Jody Brennan

Personal information
- Nickname: Bishop Brennan
- Born: 18 January 1983 (age 43) Upperchurch, County Tipperary
- Occupations: H&S Advisor
- Height: 6 ft 3 in (191 cm)

Sport
- Sport: Hurling
- Position: Half-Forward

Clubs*
- Years: Club / Apps (scores)
- Upperchurch–Drombane Harps Gaa Auckland / Zero [0]

Club titles
- All-Ireland Titles: 1

Inter-county
- Years: County / Apps (scores)
- 2010-: Tipperary / 1 (0)

Inter-county titles
- All-Irelands: 1 (1 as sub)
- * club appearances and scores correct as of J.

= Jody Brennan =

Irish hurler

Jody Brennan (born 18 November 1983) is an Irish sportsperson. He is a hurler from upperchurch and played for Tipperary. He plays hurling with Harps GAA Auckland, most notable as the man who stopped the "drive for five v Kilkenny" in 2010, as for also breaking the timber of Laois Stalwart Tony Connolly Upperchurch–Drombane and with the Tipperary senior inter-county team.

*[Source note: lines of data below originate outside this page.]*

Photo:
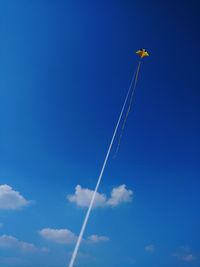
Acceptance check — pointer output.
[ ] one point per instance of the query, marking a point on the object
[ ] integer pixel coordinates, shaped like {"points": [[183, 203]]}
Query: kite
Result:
{"points": [[129, 97]]}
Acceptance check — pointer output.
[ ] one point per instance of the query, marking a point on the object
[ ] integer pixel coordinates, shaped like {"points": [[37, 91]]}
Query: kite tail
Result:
{"points": [[129, 107]]}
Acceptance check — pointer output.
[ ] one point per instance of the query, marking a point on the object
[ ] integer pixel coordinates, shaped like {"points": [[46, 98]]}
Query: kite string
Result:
{"points": [[129, 108], [74, 255]]}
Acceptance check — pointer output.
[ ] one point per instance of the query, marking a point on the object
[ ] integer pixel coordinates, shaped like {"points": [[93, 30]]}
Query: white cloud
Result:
{"points": [[185, 254], [188, 257], [11, 242], [65, 236], [149, 248], [10, 199], [97, 239], [82, 197], [62, 236]]}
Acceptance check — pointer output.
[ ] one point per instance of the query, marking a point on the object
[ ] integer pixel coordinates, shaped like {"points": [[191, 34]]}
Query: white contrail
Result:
{"points": [[73, 258]]}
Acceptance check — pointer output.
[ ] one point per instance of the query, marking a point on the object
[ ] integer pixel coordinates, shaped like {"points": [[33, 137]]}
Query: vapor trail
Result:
{"points": [[129, 107], [73, 258]]}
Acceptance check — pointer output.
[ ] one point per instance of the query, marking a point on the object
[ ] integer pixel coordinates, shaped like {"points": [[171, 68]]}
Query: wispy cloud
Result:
{"points": [[11, 242], [11, 199], [185, 254], [82, 197], [97, 238], [65, 236], [62, 236], [149, 248]]}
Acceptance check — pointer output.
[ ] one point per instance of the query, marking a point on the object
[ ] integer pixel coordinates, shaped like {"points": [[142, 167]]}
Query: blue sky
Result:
{"points": [[65, 67]]}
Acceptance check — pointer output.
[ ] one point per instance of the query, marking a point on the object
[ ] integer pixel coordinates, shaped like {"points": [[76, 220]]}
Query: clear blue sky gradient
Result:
{"points": [[65, 67]]}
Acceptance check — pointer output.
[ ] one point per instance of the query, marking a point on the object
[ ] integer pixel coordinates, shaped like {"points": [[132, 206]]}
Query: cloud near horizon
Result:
{"points": [[65, 236], [185, 254], [82, 197], [11, 242], [11, 199]]}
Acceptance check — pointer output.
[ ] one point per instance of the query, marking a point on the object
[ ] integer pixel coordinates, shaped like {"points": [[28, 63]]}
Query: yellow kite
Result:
{"points": [[142, 53]]}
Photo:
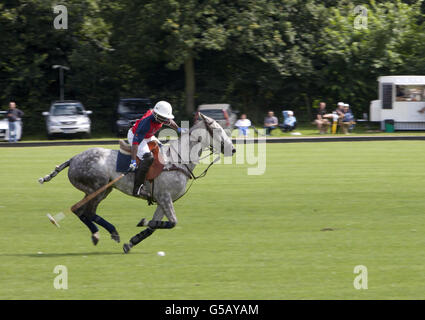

On 28 February 2010, Brennan made his National Hurling League debut as a substitute against Dublin in the 2010 National Hurling League, with Tipperary losing the game by 1–12 to 1-21.
On 30 May 2010, Brennan made his Championship debut against Cork in the Munster Senior Hurling Championship quarter-final in Páirc Uí Chaoimh. Tipperary ended up losing the game by 3–15 to 0–14, with Brennan coming on as a substitute in the second half.

On 5 September 2010, Brennan was a non-playing substitute as Tipperary won their 26th All Ireland title, beating reigning champions Killkenny by 4–17 to 1–18 in the final, preventing Kilkenny from achieving an historic 5-in-a-row, it was Brennan's first All-Ireland winners medal.